SeaTouch
, un SIG pour les marins non-voyants.
Focus
sur l’influence des référentiels spatiaux.
Mathieu
Simonnet, IRENav, Lanveoc.
Lors de la navigation, agir et se
situer nécessitent le plus souvent de coordonner les perceptions directes avec les
représentations indirectes fournies par les cartes géographiques. Alors que les
perceptions in situ sollicitent immanquablement
la référence égocentrée, les informations proposées par les cartes
géographiques font conventionnellement appel à une référence allocentrée
privilégiée : le nord. De nos jours, de nombreux SIG sont en mesure de
gérer un affichage s’inscrivant dans l’un ou l’autre des référentiels.
Afin d’évaluer l’influence du
référentiel de présentation des informations sur une carte dynamique, nous étudions
le cas particulier de la cognition spatiale des marins non-voyants utilisant
SeaTouch. Ce logiciel de simulation de navigation haptique et auditif nous permet
de proposer à cinq marins non-voyants expérimentés de s'immerger dans un
environnement maritime grâce à l'utilisation d'une interface haptique et d’un
système de son spatialisé. Nous contrebalançons deux conditions : soit « la carte défile autour du voilier » (égo),
soit « le voilier se déplace sur la
carte » (allo). L’objectif est de mesurer la précision des
représentations spatiales non visuelles sollicitées au cours de ces navigations
virtuelles.
Après
avoir consulté l’itinéraire à réaliser sur une carte haptique et auditive présentant
le nord en haut, il est demandé à chaque participant de diriger le voilier
virtuel autour de cette route composée de cinq segments délimités par six
balises. En cours de simulation, au milieu de chaque segment de route, nous
stoppons le voilier et demandons aux sujets d’estimer les directions
respectives de trois balises de la configuration. Les sujets pointent alors les
balises visées à l’aide d’un rapporteur dont ils imaginent qu’il est aligné sur
le cap du voilier.

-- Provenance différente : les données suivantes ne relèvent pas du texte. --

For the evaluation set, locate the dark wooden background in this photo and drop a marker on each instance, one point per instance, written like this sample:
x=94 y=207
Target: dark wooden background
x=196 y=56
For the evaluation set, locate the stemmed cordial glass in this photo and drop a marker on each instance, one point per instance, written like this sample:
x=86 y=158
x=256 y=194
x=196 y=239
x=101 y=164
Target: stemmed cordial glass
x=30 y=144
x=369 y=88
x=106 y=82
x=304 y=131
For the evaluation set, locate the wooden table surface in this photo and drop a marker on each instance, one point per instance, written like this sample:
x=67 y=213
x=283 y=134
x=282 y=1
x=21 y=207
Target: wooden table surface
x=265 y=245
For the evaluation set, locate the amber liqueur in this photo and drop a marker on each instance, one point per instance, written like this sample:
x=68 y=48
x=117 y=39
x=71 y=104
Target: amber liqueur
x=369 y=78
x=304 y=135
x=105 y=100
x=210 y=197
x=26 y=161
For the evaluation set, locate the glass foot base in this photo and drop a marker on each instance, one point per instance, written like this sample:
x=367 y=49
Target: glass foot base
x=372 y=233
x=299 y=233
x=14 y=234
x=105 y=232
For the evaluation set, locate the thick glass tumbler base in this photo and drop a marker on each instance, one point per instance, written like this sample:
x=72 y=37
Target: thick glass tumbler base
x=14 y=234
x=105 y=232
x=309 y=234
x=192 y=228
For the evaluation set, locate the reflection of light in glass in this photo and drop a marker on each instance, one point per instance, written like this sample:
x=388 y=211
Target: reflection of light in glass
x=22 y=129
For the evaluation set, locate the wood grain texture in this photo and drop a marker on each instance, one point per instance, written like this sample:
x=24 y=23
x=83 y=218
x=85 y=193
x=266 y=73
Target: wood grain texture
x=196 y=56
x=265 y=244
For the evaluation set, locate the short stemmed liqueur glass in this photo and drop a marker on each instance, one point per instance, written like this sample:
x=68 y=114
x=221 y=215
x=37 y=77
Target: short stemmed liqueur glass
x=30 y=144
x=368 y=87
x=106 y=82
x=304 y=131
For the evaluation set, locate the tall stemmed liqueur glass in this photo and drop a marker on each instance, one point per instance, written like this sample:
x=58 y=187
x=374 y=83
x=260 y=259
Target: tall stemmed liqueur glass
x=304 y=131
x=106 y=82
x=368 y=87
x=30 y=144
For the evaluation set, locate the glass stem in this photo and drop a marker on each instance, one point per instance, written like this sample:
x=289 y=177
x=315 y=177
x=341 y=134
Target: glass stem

Chaque triplet d’estimations donne lieu à une triangulation
géographique où les aires des triangles obtenues nous renseignent sur la
cohérence des réponses des sujets. L’analyse statistique ne révèle aucune
différence significative entre les aires des triangles d’erreurs issues des conditions
égo- et allocentrées.
A la suite de ces entraînements
en environnement virtuel, la réalisation de la même navigation accompagnée des
mêmes questions en environnement bien réel montre qu’il n’existe pas d’effet de
l’une ou l’autre des conditions à l’échelle du groupe.
En
conclusion, il semble que la présentation d’informations dynamiques selon l’un
ou l’autre des référentiels n’influence pas particulièrement le repérage des
marins non-voyants en cours de navigations. Lors d’entretiens post
expérimentaux, certains participants expliquent que les deux conditions d’entraînements
virtuels leur ont demandé de réaliser des rotations mentales. Plus précisément,
en condition allocentrée, la direction du voilier ainsi que les réponses aux
questions d’estimation se déroulent dans le référentiel égocentré. A l’inverse
en condition égocentré, les sujets expliquent se remémorer régulièrement la
carte consultée en début d’expérience se trouvant dans le référentiel
allocentré. Finalement, il semble que ces deux conditions de présentation
dynamique de l’information spatiale entraînent l’adoption de différentes « point
de vue haptiques ».
Outre l’analyse des différences
individuelles et l’augmentation du nombre de sujets, nous envisageons à
l’avenir d’introduire au sein ce SIG d’autres navires aussi bien simulés que
détectés dans l’environnement réel grâce aux systèmes AIS (Automatic
identification System) et Navtrack[i]afin
d’étudier les perceptions et représentations non visuelles des trajectoires relatives
(égo) et absolues (allo) de ces mobiles.